LEGAL think tank Veritas says the water crisis affecting  communities has worsened amid the COVID-19 pandemic due to failure by local authorities to prudently use funds towards service delivery.

In its latest Bill Watch publication on the Auditor-General (AG) Mildred Chiri’s 2019 report on local authorities, Veritas said local authorities were spending money on non-essential items at the expense of availing safe water to residents.

Chiri’s report on local authorities stated that lack of infrastructure maintenance resulted in local authorities losing safe drinking water through leakages.

It also said local authorities were failing to supply adequate water to residents despite ratepayers paying for the service.

“Altogether the picture presented by the report is a distressing one of pervasive ineptitude, incompetence and corruption.

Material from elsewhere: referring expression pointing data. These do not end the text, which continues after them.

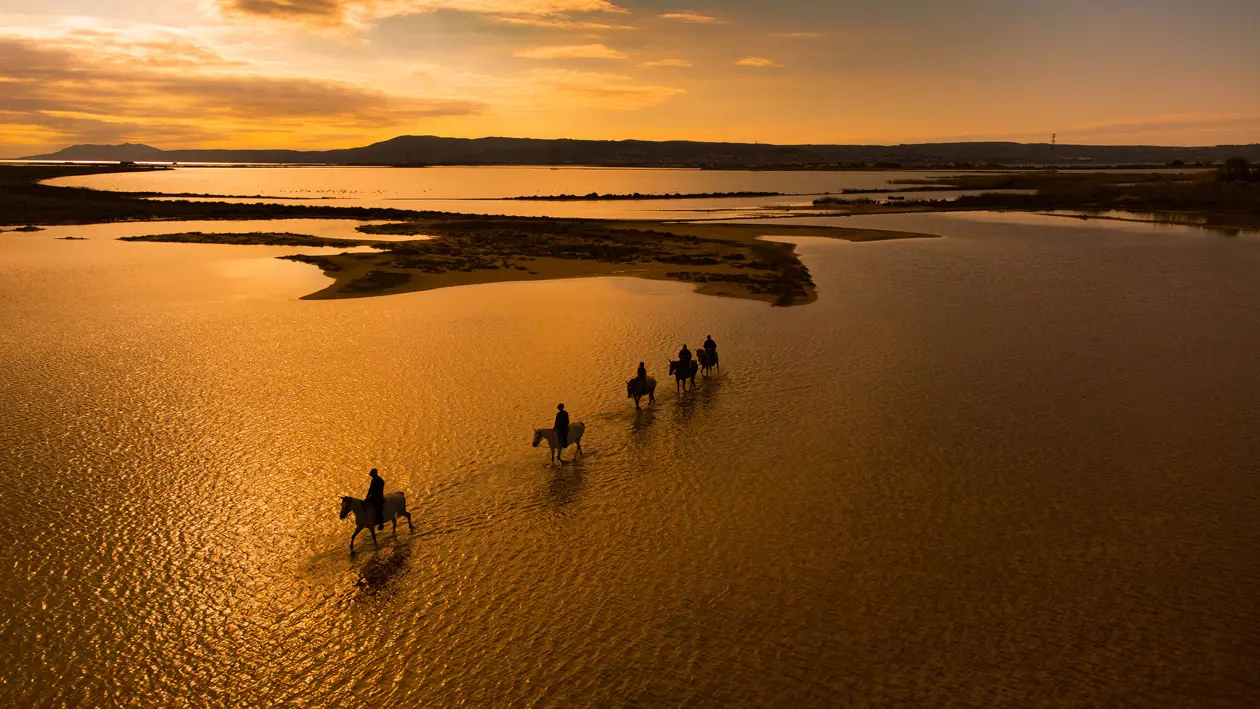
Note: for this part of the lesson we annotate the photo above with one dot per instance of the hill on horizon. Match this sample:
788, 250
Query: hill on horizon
434, 150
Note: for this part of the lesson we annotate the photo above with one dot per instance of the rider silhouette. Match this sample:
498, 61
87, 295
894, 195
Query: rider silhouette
711, 348
562, 426
377, 498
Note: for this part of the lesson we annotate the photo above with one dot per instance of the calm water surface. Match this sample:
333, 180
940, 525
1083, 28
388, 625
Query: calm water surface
481, 190
1014, 466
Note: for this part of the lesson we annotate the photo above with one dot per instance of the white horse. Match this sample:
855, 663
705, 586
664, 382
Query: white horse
575, 438
395, 508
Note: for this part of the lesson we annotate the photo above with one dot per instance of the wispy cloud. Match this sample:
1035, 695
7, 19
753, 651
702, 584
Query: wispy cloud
363, 13
599, 90
678, 63
572, 52
688, 17
80, 86
558, 23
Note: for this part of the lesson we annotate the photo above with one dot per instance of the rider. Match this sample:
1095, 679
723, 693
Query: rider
377, 498
562, 426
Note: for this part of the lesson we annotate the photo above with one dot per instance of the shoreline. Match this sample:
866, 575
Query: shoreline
716, 257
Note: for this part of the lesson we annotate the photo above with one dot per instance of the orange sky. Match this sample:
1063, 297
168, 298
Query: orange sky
338, 73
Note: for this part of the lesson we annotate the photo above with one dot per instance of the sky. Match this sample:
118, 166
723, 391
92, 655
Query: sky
339, 73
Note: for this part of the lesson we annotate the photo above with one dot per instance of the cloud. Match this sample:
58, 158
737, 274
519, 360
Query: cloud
572, 52
557, 23
363, 13
679, 63
1137, 126
756, 62
101, 86
599, 90
688, 17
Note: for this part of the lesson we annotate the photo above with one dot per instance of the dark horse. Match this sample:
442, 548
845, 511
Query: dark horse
638, 389
707, 359
682, 374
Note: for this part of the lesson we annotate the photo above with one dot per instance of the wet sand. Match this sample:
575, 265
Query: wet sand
720, 260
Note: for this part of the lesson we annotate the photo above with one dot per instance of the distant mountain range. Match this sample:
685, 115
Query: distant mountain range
432, 150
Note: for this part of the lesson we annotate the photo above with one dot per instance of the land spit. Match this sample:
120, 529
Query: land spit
721, 260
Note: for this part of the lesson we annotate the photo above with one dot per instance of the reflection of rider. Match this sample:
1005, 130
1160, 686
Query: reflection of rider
562, 426
377, 498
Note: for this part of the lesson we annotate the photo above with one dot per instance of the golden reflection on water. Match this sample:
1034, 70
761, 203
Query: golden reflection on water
1009, 467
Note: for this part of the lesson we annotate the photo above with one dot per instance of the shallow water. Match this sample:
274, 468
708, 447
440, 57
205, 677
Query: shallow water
483, 190
1014, 466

Most local authorities had not submitted their financial statements by the time the AG conducted her audit, and of those that did submit them most were late in doing so.

“Normal procedures for recording income and expenditure were not followed; with the result that revenue which should have been expended for the benefit of ratepayers and communities was lost or frittered away on irrelevancies.”

In her report, Chiri noted that the COVID-19 pandemic had affected the management of public entities, including local authorities, and was likely to undermine accountability and transparency.

But Veritas said failure by local authorities to account for public funds had impacted service delivery, resulting in residents failing to access safe drinking water.

“Service delivery suffered, particularly the delivery of water, and councillors seem not to have cared that their success or failure in office would be judged by the delivery of basic services. To keep their communities short of water was particularly reprehensible, and has become even more so during the COVID-19 pandemic.”